Our scripture lesson begins:
17 When Jesus arrived, he found that Lazarus had already been in the tomb four days. 18 Now Bethany was near Jerusalem, some two miles away, 19 and many of the Jews had come to Martha and Mary to console them about their brother. 20 When Martha heard that Jesus was coming, she went and met him, while Mary stayed at home. 21 Martha said to Jesus, “Lord, if you had been here, my brother would not have died.”
This scripture begins with Jesus’ arrival to the tomb of Lazarus, the brother of Mary and Martha. The three were close friends of Jesus. It is Jesus’ first contact with a member of the family since he first heard that Lazarus was so gravely ill. The real beginning of the story happened four days earlier when Jesus was located a good distance away from Bethany and heard the news that Lazarus was ill and near death. Mary and Martha had sent word to him to come and heal Lazarus.
The problem was that Bethany was only two miles away from Jerusalem. When Jesus told the disciples that they were being summoned to Bethany, the disciples said to him, “Rabbi, the Jews were just now trying to stone you, and are you going there again?” Jesus and the disciples had gotten a good distance away from Jerusalem because of the antagonism of the religious leaders. They were plotting to arrest him and put an end to him. Jerusalem represented extreme danger. None of this was lost on Jesus.
The strange thing was that 1) Jesus was committed to go to Bethany, and 2) he was in no hurry to get there. He, of course, was not simply procrastinating. He was not simply being cold and unfeeling toward his friends. In fact, John is careful to tell us how much Jesus loved this family. So, the question is, if Jesus loved Lazarus, and loved Mary and Martha, why did Jesus delay? Jesus was waiting for Lazarus to die – and to be dead long enough to be beyond any hope of resuscitating him. The delay was designed to give Lazarus time to die, for the mourners to gather, and the stench of death to surround the tomb. Jesus intended to perform his greatest sign to date: to bring the dead to life.
This sign would reveal Jesus’ divine glory as no other sign had before, but it would also bring the conflict between the religious leaders and Jesus to a head. Jesus could see the very near future when there would be no effort or means to escape his death as he had numerous times before. Going to Bethany, only two miles from Jerusalem, was to go to the center of the Jewish world, where his actions would have the greatest effect. It was also a very dangerous place. Thomas felt the impending doom of the moment when he said to his fellow disciples, “Let us also go, that we may die with him.” (John 11:16) Jesus knew there was no going back after Bethany. Jesus was committed to perform this last sign.

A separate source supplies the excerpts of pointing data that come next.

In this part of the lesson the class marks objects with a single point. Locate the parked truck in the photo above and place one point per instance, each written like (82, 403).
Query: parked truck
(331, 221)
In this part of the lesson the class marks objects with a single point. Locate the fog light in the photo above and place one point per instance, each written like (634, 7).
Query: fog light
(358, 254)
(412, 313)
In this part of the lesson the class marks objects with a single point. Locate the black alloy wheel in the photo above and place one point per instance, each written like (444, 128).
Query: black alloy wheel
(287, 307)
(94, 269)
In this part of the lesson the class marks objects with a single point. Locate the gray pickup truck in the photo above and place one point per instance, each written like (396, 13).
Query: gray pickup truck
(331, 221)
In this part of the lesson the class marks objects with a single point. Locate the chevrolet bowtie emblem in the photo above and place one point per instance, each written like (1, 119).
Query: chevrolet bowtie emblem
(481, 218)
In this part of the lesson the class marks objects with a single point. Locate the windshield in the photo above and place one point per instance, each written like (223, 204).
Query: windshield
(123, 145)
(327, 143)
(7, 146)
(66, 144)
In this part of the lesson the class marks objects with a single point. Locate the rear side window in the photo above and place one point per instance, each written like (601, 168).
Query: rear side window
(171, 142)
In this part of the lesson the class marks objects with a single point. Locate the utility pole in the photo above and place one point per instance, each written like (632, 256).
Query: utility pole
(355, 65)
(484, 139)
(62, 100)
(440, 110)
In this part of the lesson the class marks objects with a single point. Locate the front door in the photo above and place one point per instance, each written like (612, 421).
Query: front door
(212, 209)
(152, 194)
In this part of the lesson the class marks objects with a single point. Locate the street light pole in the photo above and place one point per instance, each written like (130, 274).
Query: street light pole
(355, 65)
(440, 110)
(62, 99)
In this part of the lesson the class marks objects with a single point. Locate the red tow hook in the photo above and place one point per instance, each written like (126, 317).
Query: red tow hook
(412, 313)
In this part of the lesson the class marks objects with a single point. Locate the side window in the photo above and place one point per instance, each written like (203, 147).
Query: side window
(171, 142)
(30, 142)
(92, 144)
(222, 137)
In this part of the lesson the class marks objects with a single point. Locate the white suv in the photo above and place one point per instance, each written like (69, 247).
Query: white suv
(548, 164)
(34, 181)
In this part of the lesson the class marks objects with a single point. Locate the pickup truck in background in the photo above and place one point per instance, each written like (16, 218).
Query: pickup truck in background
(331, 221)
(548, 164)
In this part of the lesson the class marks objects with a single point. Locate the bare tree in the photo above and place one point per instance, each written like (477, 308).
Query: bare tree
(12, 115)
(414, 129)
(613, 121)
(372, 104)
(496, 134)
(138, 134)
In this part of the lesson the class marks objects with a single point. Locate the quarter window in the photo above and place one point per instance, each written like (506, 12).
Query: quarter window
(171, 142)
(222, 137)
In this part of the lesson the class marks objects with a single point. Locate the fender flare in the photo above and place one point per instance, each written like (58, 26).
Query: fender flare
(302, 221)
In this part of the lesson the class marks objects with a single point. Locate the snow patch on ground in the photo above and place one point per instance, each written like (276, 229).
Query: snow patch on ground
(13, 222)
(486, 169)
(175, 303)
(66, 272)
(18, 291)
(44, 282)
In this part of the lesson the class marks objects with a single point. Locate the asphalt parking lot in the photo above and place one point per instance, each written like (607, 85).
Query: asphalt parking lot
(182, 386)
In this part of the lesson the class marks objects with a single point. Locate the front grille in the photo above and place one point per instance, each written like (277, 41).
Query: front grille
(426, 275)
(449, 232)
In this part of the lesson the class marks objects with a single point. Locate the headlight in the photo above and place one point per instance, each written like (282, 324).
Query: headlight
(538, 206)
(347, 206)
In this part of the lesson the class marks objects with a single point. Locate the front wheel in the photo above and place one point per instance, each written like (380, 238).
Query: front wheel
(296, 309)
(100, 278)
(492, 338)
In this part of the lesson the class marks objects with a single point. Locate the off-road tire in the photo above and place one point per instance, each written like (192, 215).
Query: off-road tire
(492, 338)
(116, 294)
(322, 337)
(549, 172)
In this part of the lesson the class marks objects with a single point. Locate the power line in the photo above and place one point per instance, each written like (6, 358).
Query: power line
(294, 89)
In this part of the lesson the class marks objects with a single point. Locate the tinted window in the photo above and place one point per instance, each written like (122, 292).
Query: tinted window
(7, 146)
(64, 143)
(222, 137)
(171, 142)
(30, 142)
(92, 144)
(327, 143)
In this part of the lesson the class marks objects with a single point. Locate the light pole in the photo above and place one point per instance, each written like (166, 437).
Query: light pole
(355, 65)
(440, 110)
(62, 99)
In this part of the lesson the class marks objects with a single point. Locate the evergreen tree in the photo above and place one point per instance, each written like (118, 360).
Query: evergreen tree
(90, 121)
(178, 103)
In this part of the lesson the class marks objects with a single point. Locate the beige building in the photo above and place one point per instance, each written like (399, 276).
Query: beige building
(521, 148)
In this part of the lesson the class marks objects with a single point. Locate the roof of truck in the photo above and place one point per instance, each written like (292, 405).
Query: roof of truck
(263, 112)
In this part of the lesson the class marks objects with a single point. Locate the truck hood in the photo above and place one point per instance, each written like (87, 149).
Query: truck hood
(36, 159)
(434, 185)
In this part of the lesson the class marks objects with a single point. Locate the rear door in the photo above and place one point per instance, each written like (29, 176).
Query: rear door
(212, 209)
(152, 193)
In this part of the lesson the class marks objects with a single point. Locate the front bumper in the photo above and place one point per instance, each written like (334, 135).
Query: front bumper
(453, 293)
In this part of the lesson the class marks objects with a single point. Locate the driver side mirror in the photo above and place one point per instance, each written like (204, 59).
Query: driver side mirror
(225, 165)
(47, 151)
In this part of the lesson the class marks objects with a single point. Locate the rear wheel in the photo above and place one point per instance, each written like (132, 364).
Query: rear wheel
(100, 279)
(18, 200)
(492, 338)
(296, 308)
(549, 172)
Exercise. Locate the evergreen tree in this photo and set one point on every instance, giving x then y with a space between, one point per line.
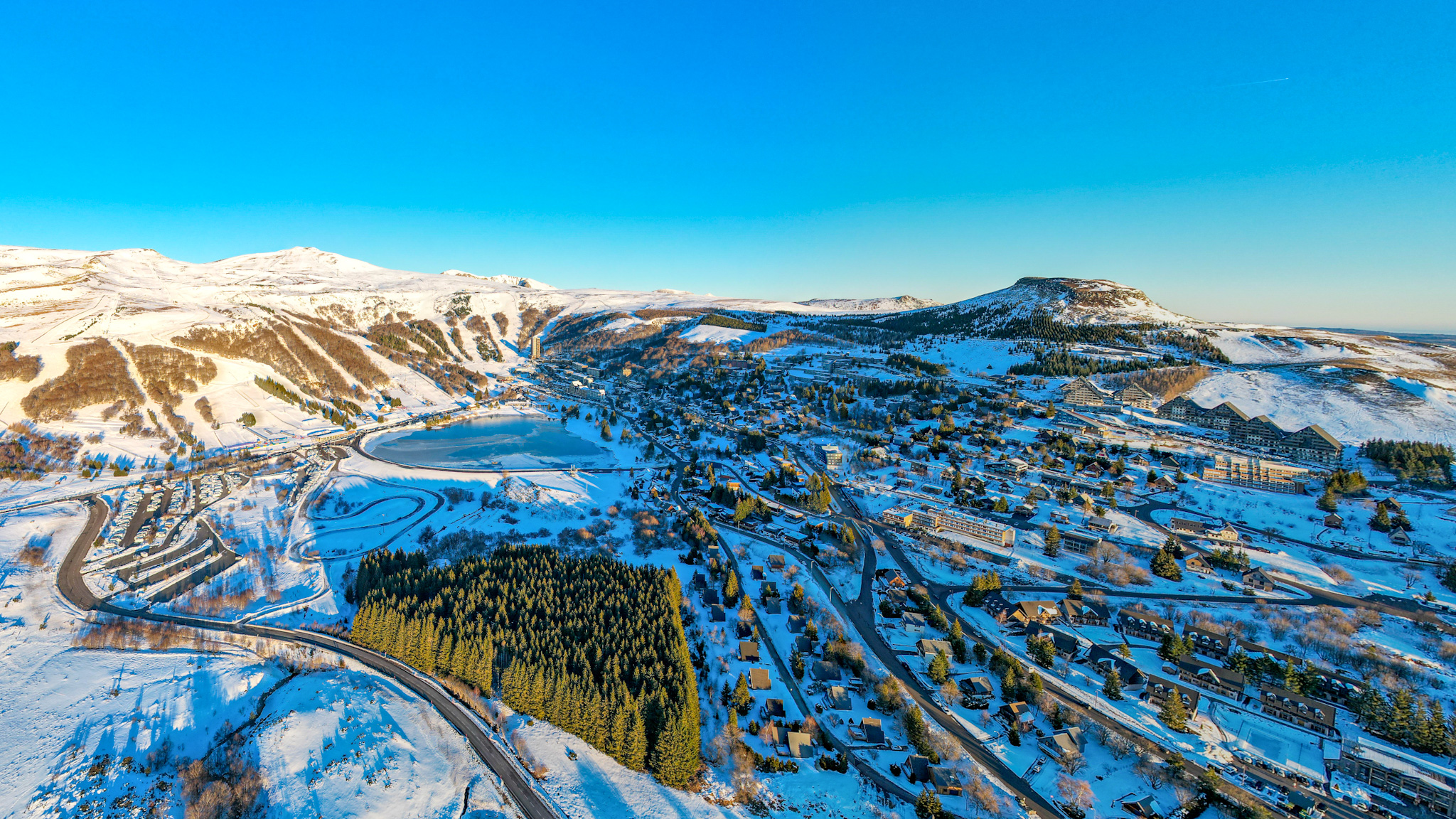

Jesus Explained What He Was About to Do
When Jesus arrived, the first thing he had to hear was Martha’s disappointment, “Lord, if you had been here, my brother would not have died…
22 But even now I know that God will give you whatever you ask of him.” 23 Jesus said to her, “Your brother will rise again.” 24 Martha said to him, “I know that he will rise again in the resurrection on the last day.” 25 Jesus said to her, “I am the resurrection and the life. Those who believe in me, even though they die, will live, 26 and everyone who lives and believes in me will never die. Do you believe this?” 27 She said to him, “Yes, Lord, I believe that you are the Messiah, the Son of God, the one coming into the world.”
Martha was clearly disappointed that Jesus had not come to heal her brother, but she still held out hope that Jesus could pray and God would give him whatever he asked. Jesus told her that her brother would rise again. Martha said that she knew her brother would rise again in the resurrection at the end of time, which was a widely held Jewish belief at the time. (Matthew, Mark, and Luke confirm this belief by telling of a sect of Sadducees who came to Jesus to test him about the resurrection, which this particular Sadducee sect did not believe.) Martha believed Lazarus would be raised in a resurrection at the end of time, but that’s not what Jesus meant when Jesus said that her brother would rise again. Jesus meant that Lazarus would rise again that day
This is how Jesus began to communicate this truth to Martha. Jesus said to Martha: “I AM the resurrection and the life.” In other words, resurrection is not some distant hope. Jesus himself was and is life and resurrection. Jesus held the keys to life and resurrection. This is one of seven “I AM” sayings in John’s gospel. Below are the seven “I AM” sayings:
- I AM the bread of life.
- I AM the light of the world.
- I AM the door.
- I AM the good shepherd.
- I AM the resurrection and the life.
- I AM the way, the truth, and the life.
- I AM the true vine.
Just as John presents seven signs, he also presents seven “I AM” sayings. Seven is the Jewish numerical symbol for perfection. In John’s gospel, when Jesus says “I AM,” there is an emphasis in the original Greek (ego eimi). Jesus is saying the words “I AM” when it was not necessary because the first-person singular would normally be understood. To emphasize “I AM” in this way connects the reader to the “I AM” of Exodus 3:14 – God said to Moses, “I am who I am.” He said further, “Thus you shall say to the Israelites, ‘I am has sent me to you.’” Jesus connected himself to the “I AM” who spoke through the burning bush. Every metaphor connected with these sayings reveals something about the great “I AM.”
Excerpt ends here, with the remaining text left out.